For those of us who have migrated from AQA A the sign test is new – as is teaching statistical tests at AS (or year one). What follows is my basic proposal for teaching this topic:
Starter: What is the point of a statistical test?
Before teaching anything about statistical tests, I like to show my students a series of fictional bar charts and ask them whether or not the difference between two groups is big enough for the research hypothesis should be accepted. I vary the gap between the bars, the sample sizes, etc. After debating a few of these, pose the question: What is wrong with the way we are deciding this? What is the problem for psychology as a science?
The idea you are trying to tease out here is that it is not objective. Usually members of the class will disagree with each other on each bar chart, so that shows the inherent issue with relying on subjective human judgements…… this is why stats tests are needed…
Introducing the sign test with mind power
Students need to understand the idea that differences between two groups can be caused by chance and that a stats test is calculating the probability that chance has caused that difference.
As such, it is good to use a context that students understand the probabilities and the involvement of chance: flipping coins.
The students should be instructed to flip a coin 5 times and to count how many times it lands tails.
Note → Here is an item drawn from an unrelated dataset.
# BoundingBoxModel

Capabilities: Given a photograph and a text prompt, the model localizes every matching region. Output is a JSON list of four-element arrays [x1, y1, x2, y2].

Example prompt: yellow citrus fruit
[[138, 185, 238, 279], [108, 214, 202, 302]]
Then, the students should be instructed to flip a coin 5 times again but this time to use ‘mind power’ to will the coin to land tails – ensure they take this seriously! Again, they should record how many times the coin lands tails.
The results can then be collated in a table like the following:
|Participant||Condition 1: Amount of tails||Condition 2 (mind power): Amount of tails||Difference (condition 2 – condition 1)||Sign|
Following this data collection, there are lots of opportunities to consolidate research methods skills such as calculating the mean, drawing bar charts, identifying the independent and dependent variables, writing hypotheses, etc.
Once the mean amount of tails for each condition have been calculated, it is likely that you can discuss the fact that there is a difference between the two conditions. So, does that mean that mind power genuinely influenced the result? The students should get the idea that despite the fact that there is a difference between the two conditions (if there isn’t, quietly fudge the results!), it is probably the result of luck/chance… however, to be objective about it, a statistical test should be used to determine whether the probability of the difference being caused by chance is low… and therefore mind power did influence the result!
The students can use the table to conduct a sign test. Full instructions and critical value tables can be found p218–219 in the Complete Companion Student Book (4th edition).